Parlement:  Vers la reconduction de Niat et Cavaye

La première session parlementaire de l’année s’ouvre ce 10 mars à l’Assemblée nationale et au Sénat avec en toile de fond le renouvellement des bureaux des deux chambres où les présidents sortants, sauf cataclysme, seront reconduits.

Les députés et les sénateurs reprennent le chemin des hémicycles ce 10 mars à Yaoundé. Les travaux s’ouvrent respectivement ce jour à l’Assemblée nationale et au Sénat. Comme le veut la tradition institutionnelle, l’un des temps forts de cette première session sera le renouvellement des bureaux de la chambre haute et de la chambre basse du parlement.

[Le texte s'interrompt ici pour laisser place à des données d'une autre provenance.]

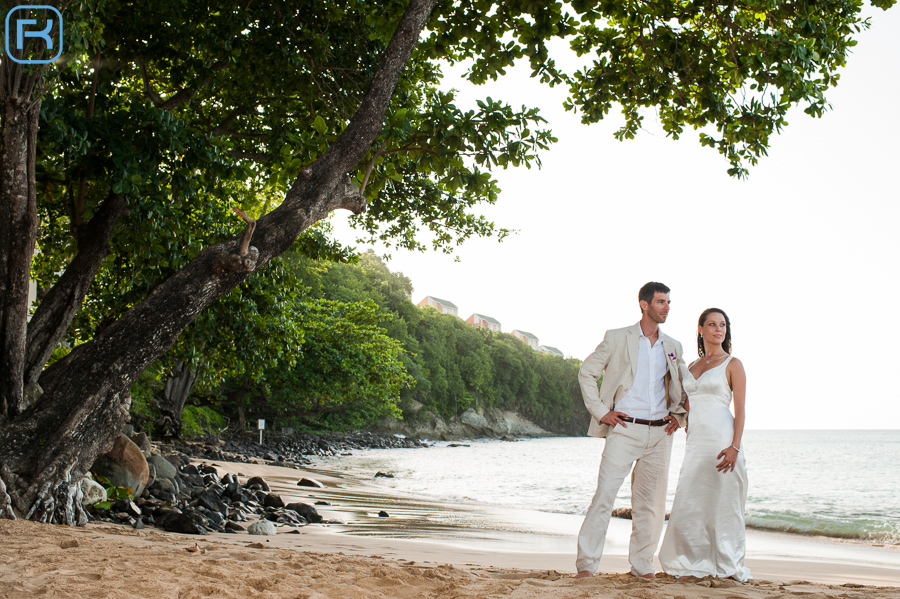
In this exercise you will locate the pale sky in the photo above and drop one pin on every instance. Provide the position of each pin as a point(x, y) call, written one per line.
point(803, 256)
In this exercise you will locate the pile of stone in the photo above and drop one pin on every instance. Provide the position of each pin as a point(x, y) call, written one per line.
point(176, 495)
point(288, 450)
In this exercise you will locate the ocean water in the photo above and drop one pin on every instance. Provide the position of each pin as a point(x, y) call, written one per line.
point(842, 484)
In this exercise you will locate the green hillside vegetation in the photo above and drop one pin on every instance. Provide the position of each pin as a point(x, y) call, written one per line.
point(361, 352)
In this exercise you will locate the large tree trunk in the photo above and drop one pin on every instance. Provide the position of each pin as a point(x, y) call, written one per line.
point(46, 448)
point(18, 230)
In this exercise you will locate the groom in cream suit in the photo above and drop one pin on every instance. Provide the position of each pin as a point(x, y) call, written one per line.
point(639, 405)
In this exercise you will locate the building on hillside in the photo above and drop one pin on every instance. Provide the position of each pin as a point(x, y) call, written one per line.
point(480, 320)
point(442, 306)
point(528, 338)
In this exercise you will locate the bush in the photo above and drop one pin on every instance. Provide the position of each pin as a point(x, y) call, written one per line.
point(201, 421)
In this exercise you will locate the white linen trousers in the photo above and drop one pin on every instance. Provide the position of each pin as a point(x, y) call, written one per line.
point(649, 449)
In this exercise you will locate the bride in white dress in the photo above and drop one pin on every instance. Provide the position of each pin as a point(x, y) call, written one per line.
point(705, 535)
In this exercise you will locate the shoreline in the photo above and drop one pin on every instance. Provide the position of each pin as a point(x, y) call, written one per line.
point(492, 536)
point(356, 560)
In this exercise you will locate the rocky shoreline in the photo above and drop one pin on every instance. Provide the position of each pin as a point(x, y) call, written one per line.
point(175, 493)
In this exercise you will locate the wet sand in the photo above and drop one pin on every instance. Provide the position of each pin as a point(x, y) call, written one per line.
point(466, 554)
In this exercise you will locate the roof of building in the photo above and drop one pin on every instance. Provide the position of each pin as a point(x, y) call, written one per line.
point(443, 302)
point(488, 319)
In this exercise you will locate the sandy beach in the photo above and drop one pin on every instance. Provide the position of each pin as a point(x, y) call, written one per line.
point(326, 561)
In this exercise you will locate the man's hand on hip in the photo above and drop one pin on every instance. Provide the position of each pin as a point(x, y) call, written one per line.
point(673, 425)
point(614, 418)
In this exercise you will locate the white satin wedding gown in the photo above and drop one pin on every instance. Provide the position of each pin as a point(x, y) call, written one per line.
point(705, 535)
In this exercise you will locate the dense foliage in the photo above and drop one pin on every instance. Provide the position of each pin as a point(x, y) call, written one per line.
point(454, 365)
point(364, 352)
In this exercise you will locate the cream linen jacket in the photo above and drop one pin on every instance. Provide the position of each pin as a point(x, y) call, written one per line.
point(616, 356)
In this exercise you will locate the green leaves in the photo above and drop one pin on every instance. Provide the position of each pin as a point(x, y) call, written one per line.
point(736, 69)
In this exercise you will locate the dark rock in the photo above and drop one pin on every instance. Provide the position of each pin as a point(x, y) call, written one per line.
point(162, 485)
point(273, 500)
point(308, 482)
point(307, 511)
point(142, 441)
point(92, 491)
point(164, 468)
point(258, 480)
point(180, 523)
point(127, 506)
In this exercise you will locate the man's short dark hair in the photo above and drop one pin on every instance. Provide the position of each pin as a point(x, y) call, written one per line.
point(649, 291)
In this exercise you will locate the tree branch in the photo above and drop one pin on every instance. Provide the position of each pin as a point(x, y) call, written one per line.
point(63, 300)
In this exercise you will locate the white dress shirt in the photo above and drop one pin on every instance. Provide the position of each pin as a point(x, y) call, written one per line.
point(646, 398)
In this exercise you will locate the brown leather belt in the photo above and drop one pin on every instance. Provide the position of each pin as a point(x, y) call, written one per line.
point(660, 422)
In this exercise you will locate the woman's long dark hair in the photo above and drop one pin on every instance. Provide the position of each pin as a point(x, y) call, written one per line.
point(726, 343)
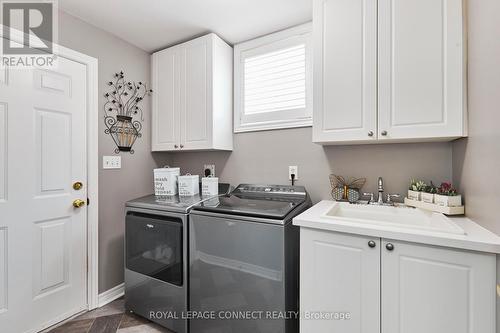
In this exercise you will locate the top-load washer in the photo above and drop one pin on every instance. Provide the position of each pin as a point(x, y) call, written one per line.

À l’Assemblée nationale, le contrôle de la présidence semble déjà largement prévisible. En effet, à moins d’un bouleversement politique inattendu, le chef de l’État, Paul Biya, par ailleurs président du Rassemblement démocratique du Peuple camerounais (Rdpc), devrait une fois de plus, affirment certains observateurs, renouveler sa confiance à Djubril Cavaye Yeguié. Élu au perchoir depuis 1992, le député du Mayo-Sava, dans la région de l’Extrême-Nord, apparaît alors logiquement une nouvelle fois comme le candidat naturel à sa propre succession.

La situation semble également favorable au maintien de Marcel Niat Njifenji à la tête du Sénat. Président de la chambre haute depuis sa création en 2013, le nonagénaire, lu aussi, sauf tsunami, sera reconduit.

Pourtant, son âge avancé, son état de santé et ses apparitions de plus en plus rares lors de certaines cérémonies officielles alimentent les spéculations quant à la nécessité de le remplacer par un sénateur plus jeune. Le chef de l’État n’a-t-il pas annoncé que son nouveau septennat est celui des jeunes et des femmes ? S’interroge un observateur.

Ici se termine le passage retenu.